Description
This Miso Caramel Blondie Sundae is a delightful fusion dessert combining the rich, buttery goodness of classic blondies with an umami twist from miso caramel sauce. Topped with creamy vanilla ice cream and a sprinkle of flaky sea salt, this sundae offers a perfect balance of sweet, salty, and savory flavors, making it an irresistible treat for any occasion.
Ingredients
Scale
Blondie Batter
- 1 cup light brown sugar
- 1 cup all-purpose flour
- 1/2 cup unsalted butter, melted
- 2 large eggs
- 1 teaspoon vanilla extract
Miso Caramel Sauce
- 1/4 cup white or yellow miso paste
- 1/2 cup heavy cream
- 1/4 cup light brown sugar
Serving
- 2 cups vanilla ice cream
- Flaky sea salt, for garnish
Instructions
- Preheat and Prepare Pan: Preheat your oven to 350°F (175°C) and grease an 8×8-inch baking pan to prevent the blondies from sticking.
- Mix Butter and Sugar: In a mixing bowl, whisk together the melted butter and light brown sugar until smooth and well combined, creating a creamy base for your batter.
- Add Eggs and Vanilla: Add the eggs one at a time into the butter-sugar mixture, whisking after each addition. Then stir in the vanilla extract for flavor.
- Incorporate Flour: Gradually fold in the all-purpose flour gently until just combined; be careful not to overmix to keep the blondies tender.
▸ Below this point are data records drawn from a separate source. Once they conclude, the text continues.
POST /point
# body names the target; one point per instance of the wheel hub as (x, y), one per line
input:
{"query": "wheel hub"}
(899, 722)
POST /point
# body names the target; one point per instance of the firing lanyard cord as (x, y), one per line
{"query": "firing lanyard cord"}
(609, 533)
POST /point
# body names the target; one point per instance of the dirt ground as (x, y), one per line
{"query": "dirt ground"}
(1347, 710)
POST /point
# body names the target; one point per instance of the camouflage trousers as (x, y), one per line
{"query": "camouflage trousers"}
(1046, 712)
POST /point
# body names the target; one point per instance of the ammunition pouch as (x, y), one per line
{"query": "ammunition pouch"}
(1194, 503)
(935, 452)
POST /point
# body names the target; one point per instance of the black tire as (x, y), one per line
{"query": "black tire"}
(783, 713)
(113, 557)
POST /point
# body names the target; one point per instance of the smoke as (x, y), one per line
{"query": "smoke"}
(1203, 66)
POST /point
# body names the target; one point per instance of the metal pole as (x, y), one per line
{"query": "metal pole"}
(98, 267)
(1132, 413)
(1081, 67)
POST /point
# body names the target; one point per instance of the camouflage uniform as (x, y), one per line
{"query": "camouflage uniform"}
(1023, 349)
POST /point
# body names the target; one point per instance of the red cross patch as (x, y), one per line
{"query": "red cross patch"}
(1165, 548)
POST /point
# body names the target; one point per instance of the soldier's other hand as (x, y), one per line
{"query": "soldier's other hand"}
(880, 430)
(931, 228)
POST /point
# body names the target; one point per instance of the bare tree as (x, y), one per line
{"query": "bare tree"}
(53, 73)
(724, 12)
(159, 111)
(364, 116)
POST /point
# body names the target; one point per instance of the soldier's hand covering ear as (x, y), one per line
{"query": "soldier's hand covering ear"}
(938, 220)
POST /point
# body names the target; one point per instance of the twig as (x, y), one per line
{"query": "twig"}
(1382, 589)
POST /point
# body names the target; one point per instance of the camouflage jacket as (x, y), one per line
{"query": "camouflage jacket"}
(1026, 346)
- Bake the Blondies: Pour the batter evenly into the greased baking pan. Bake in the preheated oven for 20-25 minutes or until the top is golden brown and a toothpick inserted in the center comes out clean.
- Prepare Miso Caramel Sauce: While the blondies bake, combine the heavy cream, miso paste, and brown sugar in a saucepan. Simmer over medium heat, stirring frequently, for 5-7 minutes until the sauce thickens to a caramel consistency.
- Cool and Cut Blondies: Once baked, allow the blondies to cool completely in the pan before cutting into squares to prevent crumbling.
- Assemble Sundaes: Serve each blondie square topped with a scoop of vanilla ice cream, generously drizzle warm miso caramel sauce over the top, and sprinkle with flaky sea salt to finish.
Notes
- Ensure the blondies are fully cooled before cutting to maintain clean squares.
- You can use either white or yellow miso paste based on flavor preference; white miso is milder, yellow has a bit more depth.
- The miso caramel sauce should be used warm to melt slightly into the ice cream for best flavor contrast.
- Store leftover blondies wrapped tightly or in an airtight container at room temperature for up to 3 days.
- For a dairy-free version, substitute butter with coconut oil, heavy cream with coconut cream, and use dairy-free ice cream.